New Mexico (NM) has a diverse population of 2,117,292 according to NM’s Indicator-based Information System (NM-IBIS) 2020 estimates. American Indian & Alaska Natives make up 9% of the population & 50% of the population are persons of Hispanic or Latino origin. NM is a geographically large, predominately rural & frontier “majority-minority” state that shares a border with Mexico. While recognizing the benefits the EIP provides New Mexicans, the New Mexico Department of Health (NMDOH) understands the unique contribution that the state makes to the national Emerging Infections Program (EIP) network. NMDOH proposes to continue collaboration with the CDC & other sites in the national EIP network for active, population-based surveillance in order to complete the required activities & selected optional activities for the health of people in NM & across the USA. Required & optional activities funded through this grant will include activities related to: Section A - Infrastructure and Data Modernization; Section B & C - Surveillance and Reporting 1 & 2; Respiratory Virus Hospitalization Surveillance Network (RESP-NET), Section D - Influenza Hospitalization Surveillance Network (FluSurv-NET); Section E – Respiratory Syncytial Virus (RSV)-Associated Hospitalizations (RSV-NET); Section F - Coronavirus Disease 2019; (COVID-19)-Associated Hospitalization Surveillance (COVID-NET); Section G -Active Bacterial Core surveillance (ABCs); Section H - Foodborne Diseases Active Surveillance Network (FoodNet); Section I - Healthcare-associated Infections – Community Interface (HAIC), including Candidemia and Antimicrobial Resistance. The detailed one-year operational plan, including performance measures & ongoing support for current EIP capacity in the state, is presented in the NMDOH proposal with references to the larger 5-year project period.
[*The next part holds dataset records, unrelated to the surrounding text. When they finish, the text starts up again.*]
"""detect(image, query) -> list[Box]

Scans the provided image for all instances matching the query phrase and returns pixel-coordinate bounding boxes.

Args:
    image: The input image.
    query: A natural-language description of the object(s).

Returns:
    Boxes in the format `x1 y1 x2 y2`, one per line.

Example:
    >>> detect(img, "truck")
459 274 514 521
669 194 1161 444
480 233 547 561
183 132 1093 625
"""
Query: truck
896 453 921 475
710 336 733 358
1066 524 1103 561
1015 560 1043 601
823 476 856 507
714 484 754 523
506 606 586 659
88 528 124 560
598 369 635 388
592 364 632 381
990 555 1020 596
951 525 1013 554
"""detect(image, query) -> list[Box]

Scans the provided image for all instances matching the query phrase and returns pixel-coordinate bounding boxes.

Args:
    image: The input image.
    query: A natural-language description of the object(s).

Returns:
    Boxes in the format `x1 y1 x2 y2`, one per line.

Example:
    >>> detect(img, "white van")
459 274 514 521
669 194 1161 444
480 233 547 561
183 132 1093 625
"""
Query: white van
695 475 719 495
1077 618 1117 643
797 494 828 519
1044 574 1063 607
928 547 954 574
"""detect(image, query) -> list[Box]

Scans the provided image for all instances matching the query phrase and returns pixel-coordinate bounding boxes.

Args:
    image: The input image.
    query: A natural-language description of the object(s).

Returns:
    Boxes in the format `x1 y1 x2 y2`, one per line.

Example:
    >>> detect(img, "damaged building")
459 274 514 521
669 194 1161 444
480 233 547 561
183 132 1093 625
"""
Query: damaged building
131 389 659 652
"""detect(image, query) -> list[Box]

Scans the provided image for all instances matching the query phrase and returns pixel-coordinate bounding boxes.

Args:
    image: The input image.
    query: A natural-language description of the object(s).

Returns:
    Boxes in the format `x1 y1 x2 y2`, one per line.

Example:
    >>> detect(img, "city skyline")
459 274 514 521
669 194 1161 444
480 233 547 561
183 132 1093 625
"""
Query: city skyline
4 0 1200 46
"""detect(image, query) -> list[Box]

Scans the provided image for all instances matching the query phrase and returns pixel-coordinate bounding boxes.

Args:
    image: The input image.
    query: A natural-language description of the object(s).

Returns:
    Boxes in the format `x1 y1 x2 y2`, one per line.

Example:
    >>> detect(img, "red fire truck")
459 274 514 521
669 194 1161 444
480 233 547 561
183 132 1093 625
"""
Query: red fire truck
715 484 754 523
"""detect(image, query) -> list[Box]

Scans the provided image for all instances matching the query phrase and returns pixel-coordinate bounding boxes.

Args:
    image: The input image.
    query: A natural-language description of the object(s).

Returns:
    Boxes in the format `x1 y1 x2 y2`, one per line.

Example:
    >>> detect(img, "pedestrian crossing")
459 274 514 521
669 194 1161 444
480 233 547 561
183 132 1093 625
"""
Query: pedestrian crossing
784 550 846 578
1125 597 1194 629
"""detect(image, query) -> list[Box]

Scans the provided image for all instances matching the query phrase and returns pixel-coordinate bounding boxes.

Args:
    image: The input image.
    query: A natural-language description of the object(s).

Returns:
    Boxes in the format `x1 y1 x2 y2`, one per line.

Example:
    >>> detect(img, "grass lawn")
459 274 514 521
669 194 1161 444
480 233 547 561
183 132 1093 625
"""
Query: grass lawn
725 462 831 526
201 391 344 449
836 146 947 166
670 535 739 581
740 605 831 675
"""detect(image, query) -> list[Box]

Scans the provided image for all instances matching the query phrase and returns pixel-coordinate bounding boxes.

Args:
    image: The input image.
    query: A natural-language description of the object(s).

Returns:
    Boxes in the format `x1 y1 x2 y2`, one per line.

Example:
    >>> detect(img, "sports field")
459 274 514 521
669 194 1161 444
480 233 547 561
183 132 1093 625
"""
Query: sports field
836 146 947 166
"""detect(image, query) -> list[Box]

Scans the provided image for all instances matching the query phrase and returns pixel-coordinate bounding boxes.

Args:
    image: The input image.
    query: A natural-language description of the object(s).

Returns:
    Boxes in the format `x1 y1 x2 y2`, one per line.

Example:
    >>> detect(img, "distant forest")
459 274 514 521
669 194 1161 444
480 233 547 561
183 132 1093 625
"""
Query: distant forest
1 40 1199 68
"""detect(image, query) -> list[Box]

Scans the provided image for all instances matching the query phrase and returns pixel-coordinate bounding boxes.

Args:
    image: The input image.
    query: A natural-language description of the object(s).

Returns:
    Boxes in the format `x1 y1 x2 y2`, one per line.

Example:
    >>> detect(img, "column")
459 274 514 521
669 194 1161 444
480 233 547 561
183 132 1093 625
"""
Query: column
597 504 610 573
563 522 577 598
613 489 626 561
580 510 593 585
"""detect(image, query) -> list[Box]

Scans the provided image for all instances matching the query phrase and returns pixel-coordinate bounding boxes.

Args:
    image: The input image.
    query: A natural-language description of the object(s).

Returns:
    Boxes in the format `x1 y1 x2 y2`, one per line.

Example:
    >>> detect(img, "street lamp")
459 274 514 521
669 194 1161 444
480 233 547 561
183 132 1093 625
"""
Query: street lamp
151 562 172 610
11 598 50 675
Population-based surveillance & special studies are conducted statewide & in
parts of bordering states (Arizona, Colorado, and Texas) for ABCs and FoodNet, Influenza, COVID-19, & HAI activities are conducted in smaller areas that are representative of the NM general population tailored to include populations or healthcare facilities that meet CDC program objectives. NMDOH has fostered strong collaborations with key stakeholders throughout the state to implement active surveillance & has utilized the emergency powers of NMDOH during the COVID-19 pandemic to strengthen reporting relationships & improve remote access to health records. Foremost is the connection with NMDOH’s academic partner, the University of New Mexico. Other key collaborators in the state include but are not limited to NM Environment Department, the NM Office of the Medical Investigator, the Indian Health Service, Johns Hopkins Center for American Indian Health, the NM Hospital Association, Comagine (a national, nonprofit, health care consulting firm that supports NM Medicaid, the NM Infection Prevention Collaborative, and the Partnership to Advance Tribal Health), TriCore Reference Laboratories, SYNCRONYS of New Mexico (statewide health information exchange) & the major & minor healthcare systems in the state. Since acceptance into the National EIP in 2004, NM EIP has built surveillance infrastructure & demonstrated the capacity to conduct EIP activities. NM EIP has demonstrated the capability to implement a new surveillance system during a pandemic & provide data to support national perspective on COVID-19 hospitalizations on a monthly basis. All NM EIP programs have dedicated staff that contribute to state and national EIP objectives and activities. During the upcoming budget year, NM EIP proposes to continue the core EIP activities & selected optional/special projects described in the grant guidance & this application. The desired outcomes are the enhancement of the public health infrastructure in NM including integrated surveillance
and IT systems with improved laboratory practices &ultimately decrease incidence of EIP infections.